The work of A graphic reporter combines, in each image, trade and inspiration. A practice in which time is crucial and intuition is key to achieving a unique look on characters and situations.
In the sample “Argentinos 1995-2025”, photographer Maximiliano Vernazza He puts his experience and inspiration into play to reveal unknown images of the main protagonists of the country. Long -career reporter, Vernazza trained with professionals such as Juan Travnik, Adriana Lestido and Alberto Goldenstein And he worked for more than 20 years in Editorial Atlántida, for great magazines such as people, the graph, for you and Billiken.
“Argentinos 1995-2025 ”will be exhibited In the photo gallery of the Ricardo Rojas Cultural Center (Av. Corrientes 2038) From May 20 to June 21, with free admission, from 10 a.m. to 8 p.m. An amazing walk on the unexpected faces of artists, politicians and stars.
The race
Of the great graphic media, the professional destiny led Venazza very close to politics, as head of the Photography Department of the Chamber of Deputies, first, and then with the same position, to the Ministry of Economy.
He has participated in The annual samples of Argra, the Association of Graphic Reporters of Argentina And in 1999 he received the Pleiade Award, which the Association of Magazine Editors, for the best journalistic photo of the year for a portrait of Diego Armando Maradona.
Maradona, precisely, is one of the characters who has photographed the most in his career. But it is Charly García the artist who effectively influenced his work. In fact, he dedicated two samples, “the Charly that I know” and “Charly”, at the Recoleta Cultural Center and in the photo gallery of San Martín, which later traveled throughout the country.
“I met Charly for a note of ‘People’ -says the photographer about the history of his friendship with the musician.” His department of Colonel Díaz and Santa Fe and had to send an urgent photographer.
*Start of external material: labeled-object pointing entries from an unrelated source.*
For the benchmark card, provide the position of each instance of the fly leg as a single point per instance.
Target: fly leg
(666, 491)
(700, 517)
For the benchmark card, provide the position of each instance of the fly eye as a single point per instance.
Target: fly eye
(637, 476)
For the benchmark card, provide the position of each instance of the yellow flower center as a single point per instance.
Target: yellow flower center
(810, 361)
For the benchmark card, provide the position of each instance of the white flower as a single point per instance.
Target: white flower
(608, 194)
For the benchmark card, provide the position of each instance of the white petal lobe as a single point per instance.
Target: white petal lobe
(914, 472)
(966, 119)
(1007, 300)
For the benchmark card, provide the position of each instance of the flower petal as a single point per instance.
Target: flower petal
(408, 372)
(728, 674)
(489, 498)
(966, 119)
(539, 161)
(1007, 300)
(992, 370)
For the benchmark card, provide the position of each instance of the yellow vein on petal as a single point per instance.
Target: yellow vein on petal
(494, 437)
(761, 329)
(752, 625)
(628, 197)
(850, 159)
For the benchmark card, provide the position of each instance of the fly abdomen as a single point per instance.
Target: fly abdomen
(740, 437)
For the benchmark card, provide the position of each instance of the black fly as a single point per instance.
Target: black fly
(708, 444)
It was the era of “Say No More” and Garcia’s house did not have a single millimeter of unpainted surface. A detonated space that Vernazza discovered in amazement while Charly finished making the note with the journalist. “During the wait I measured the light that had to be perfect, because at that time we still made slides. When he entered, he stopped next to a wall and told me to take him out there.” Immediately after the shot, the musician ran out and stopped elsewhere in the department where he told Vernazza to take the image. “Luckily the flash gave me a certain light in the camera. It was 15 minutes running throughout the house with a shot in each place where he stopped, until he told me: ‘I got bored.’ We cut and left.”
At two months a new note emerged and Charly’s press chief, Francisco Cerdán, asked to send “to Rulos, to the other time.” “Until that moment I did not like his music, but from the second session I became super fan. I started to follow, to generate the notes. The last time I saw it was when he turned 70. It was a friendship relationship. And in my career, an impressive impulse.”

Maradona, on the other hand, was a fan, although he struggled not to look like a cholulo. “He was a character very similar to Charly,” said Vernazza. ”You could be 5 minutes and some photo took yourself. In 2006, before the World Cup in Germany. The English player Gary Lineker went to make a note for the BBC. Diego was living in the parents’ house. They made us go before the English television arrived. When we entered he asked me what he wanted to do. eating a roast that Don Diego did and in which I occupied the head of the table. ”

Secret images
“The photographs of Maximiliano Vernazza project the collective unconscious on the portrayed celebrity and in that mechanism, the cunning of the lens manages to capture something else. Something that is not seen but feels,” explains the writer and documentary filmmaker Matías Rep repor the presentation text of the sample.

“I don’t define myself as a portraitist, although I portrayed a lot, and this sample is almost all portraits,” Vernazza explains when asked what the secret to taking interesting photos, which reveals the unknown face of the characters. “I try to spend as long as possible with the person I am going to photograph to forget what I am doing. That is my way of working. Sometimes I have something thought, but rarely I apply it. When I go with a specific assignment, I always try to make a ‘side B’ for me. That ‘side B’ was the material of ‘Argentines’.”